Le paillasson où tu as laissé les clés pour la voisine. Le facteur qui a monté les escaliers. Une hirondelle ne fait pas le printemps mais l'automne et l'hiver passeront. Tous ces repas, ces pieds de chaise qui ont raclé le lino pour aller chercher la salade, la valse pour débarrasser la table. Les ratures dans la chambre des enfants, les marques au feutre mesurant les tailles en centimètres, mois après mois, année après année, puis après plus rien, plus de centimètres mais des posters pour scotcher le temps qui passe et coule des murs. L’empreinte du lavabo, du linge en famille, du carrelage et du tartre. Le rectangle blanc qu'a laissé le miroir en partant. L’étreinte qui tape fort contre les montants du lit, et qui a fait deux accrocs à l'endroit, toujours les mêmes, une somme de libération de différents flux et de promesses de jouissances contenue dans deux entailles sur la cloison.

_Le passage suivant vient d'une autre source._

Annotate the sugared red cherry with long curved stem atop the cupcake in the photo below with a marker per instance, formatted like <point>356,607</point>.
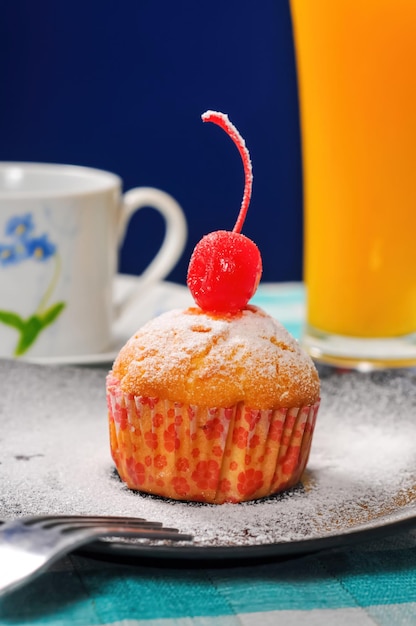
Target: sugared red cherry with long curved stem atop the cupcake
<point>225,267</point>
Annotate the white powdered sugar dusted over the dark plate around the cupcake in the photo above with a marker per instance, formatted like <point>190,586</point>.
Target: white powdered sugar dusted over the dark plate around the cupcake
<point>362,471</point>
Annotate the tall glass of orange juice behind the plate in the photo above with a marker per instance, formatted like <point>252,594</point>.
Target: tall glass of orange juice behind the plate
<point>357,92</point>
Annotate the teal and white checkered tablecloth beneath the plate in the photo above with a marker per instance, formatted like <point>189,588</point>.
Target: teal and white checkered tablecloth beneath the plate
<point>366,584</point>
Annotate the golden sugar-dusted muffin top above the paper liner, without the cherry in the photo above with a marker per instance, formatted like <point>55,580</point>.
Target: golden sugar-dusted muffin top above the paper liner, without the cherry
<point>204,359</point>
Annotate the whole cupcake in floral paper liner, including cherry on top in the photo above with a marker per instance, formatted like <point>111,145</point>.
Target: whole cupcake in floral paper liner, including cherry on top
<point>216,403</point>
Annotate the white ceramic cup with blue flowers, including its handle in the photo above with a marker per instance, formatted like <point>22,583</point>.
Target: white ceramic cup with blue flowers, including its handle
<point>61,227</point>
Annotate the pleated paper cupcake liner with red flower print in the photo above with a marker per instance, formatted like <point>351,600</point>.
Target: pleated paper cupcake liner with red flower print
<point>213,455</point>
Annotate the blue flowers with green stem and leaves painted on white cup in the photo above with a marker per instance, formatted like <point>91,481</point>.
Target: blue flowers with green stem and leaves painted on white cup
<point>22,245</point>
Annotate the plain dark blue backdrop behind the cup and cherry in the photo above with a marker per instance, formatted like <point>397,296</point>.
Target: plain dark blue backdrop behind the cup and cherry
<point>121,85</point>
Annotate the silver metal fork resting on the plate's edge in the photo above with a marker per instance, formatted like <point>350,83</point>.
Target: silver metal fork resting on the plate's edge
<point>29,544</point>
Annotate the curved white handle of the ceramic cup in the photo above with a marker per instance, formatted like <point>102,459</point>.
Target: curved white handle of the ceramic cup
<point>174,240</point>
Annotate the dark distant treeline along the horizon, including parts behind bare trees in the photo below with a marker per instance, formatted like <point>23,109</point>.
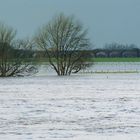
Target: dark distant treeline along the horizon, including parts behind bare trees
<point>109,50</point>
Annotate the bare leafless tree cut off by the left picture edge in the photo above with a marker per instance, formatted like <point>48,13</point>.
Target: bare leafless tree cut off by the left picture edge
<point>13,60</point>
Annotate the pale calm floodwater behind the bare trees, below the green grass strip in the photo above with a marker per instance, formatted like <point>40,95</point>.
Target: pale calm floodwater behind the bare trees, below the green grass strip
<point>101,67</point>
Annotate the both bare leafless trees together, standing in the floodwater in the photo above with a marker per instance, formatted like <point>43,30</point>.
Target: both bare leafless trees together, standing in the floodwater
<point>63,41</point>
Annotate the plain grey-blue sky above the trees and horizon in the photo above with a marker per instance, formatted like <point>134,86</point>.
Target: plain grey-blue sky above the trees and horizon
<point>107,20</point>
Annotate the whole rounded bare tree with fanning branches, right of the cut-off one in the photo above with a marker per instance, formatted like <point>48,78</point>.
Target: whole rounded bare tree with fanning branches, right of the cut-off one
<point>64,42</point>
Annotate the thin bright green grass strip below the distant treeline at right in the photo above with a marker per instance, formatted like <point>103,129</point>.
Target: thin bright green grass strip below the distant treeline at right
<point>115,59</point>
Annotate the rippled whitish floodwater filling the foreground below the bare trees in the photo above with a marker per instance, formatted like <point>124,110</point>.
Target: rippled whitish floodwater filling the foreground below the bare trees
<point>81,107</point>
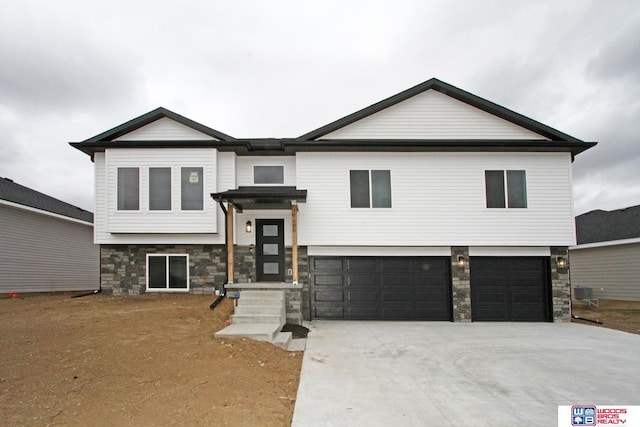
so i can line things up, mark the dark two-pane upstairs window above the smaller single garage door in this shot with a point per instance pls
(510, 192)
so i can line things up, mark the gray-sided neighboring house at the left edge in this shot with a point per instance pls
(46, 245)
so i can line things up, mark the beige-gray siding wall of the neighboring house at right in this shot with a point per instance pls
(614, 269)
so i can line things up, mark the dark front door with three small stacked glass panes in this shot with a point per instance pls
(270, 250)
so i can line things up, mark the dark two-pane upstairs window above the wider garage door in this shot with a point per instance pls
(370, 189)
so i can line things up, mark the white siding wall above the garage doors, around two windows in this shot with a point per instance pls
(438, 200)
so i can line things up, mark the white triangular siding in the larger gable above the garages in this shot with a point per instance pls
(432, 115)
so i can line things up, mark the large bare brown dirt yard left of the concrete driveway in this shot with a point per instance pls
(137, 361)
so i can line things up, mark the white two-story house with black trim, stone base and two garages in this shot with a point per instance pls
(433, 204)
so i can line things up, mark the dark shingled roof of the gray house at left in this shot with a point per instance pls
(16, 193)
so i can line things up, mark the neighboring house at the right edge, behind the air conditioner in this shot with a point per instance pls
(607, 257)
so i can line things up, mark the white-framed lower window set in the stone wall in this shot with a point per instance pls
(167, 272)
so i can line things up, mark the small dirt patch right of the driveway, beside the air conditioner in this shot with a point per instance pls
(620, 315)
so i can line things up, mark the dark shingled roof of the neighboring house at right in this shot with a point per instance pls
(604, 226)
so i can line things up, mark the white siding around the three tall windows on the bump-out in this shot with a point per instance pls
(176, 220)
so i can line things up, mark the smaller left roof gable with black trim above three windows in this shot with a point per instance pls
(151, 124)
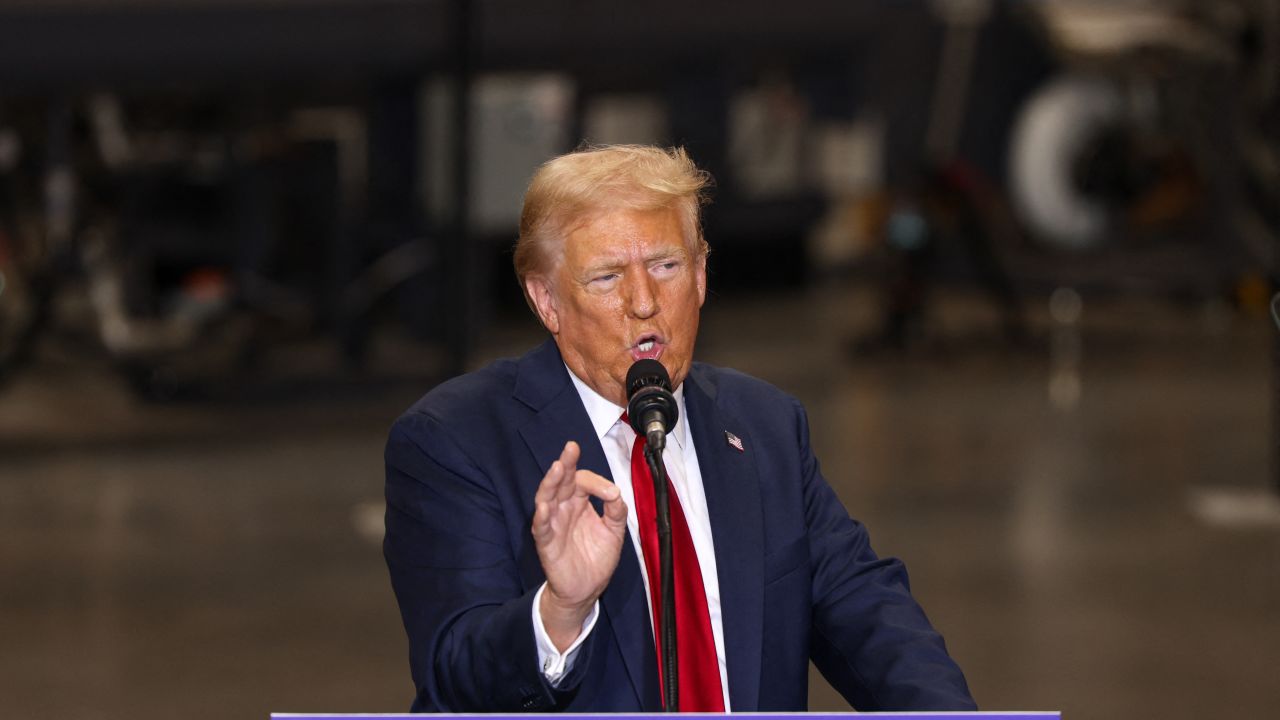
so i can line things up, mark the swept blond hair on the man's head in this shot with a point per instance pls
(573, 186)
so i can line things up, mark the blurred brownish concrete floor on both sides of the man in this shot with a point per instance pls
(222, 559)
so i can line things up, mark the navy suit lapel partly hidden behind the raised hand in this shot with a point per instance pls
(543, 384)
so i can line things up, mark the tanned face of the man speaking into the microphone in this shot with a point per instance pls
(625, 288)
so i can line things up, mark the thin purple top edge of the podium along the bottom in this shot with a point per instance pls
(1022, 716)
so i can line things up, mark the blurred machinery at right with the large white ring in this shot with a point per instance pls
(1146, 157)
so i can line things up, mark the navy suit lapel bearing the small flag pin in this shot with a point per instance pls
(733, 489)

Dans les intérieurs des immeubles en voie de destruction, l’intimité des anciens occupants s’offre à qui veut les voir : des quotidiens se livrent sur les façades lézardées, concentrés en un précipité qui suinte par les diagonales insérées dans le placo esquinté et ce qu’il reste de peinture. Ça sent la joie, la rage et la merde, ça suppure, ça se craquelle, c'est la vie qui se fossilise en coulures, coquilles, moulages, dents et graines. La signature des amoureux sur les écorces d’arbre, des prisonniers sur le mur de leur cellule, des touristes sur les murailles.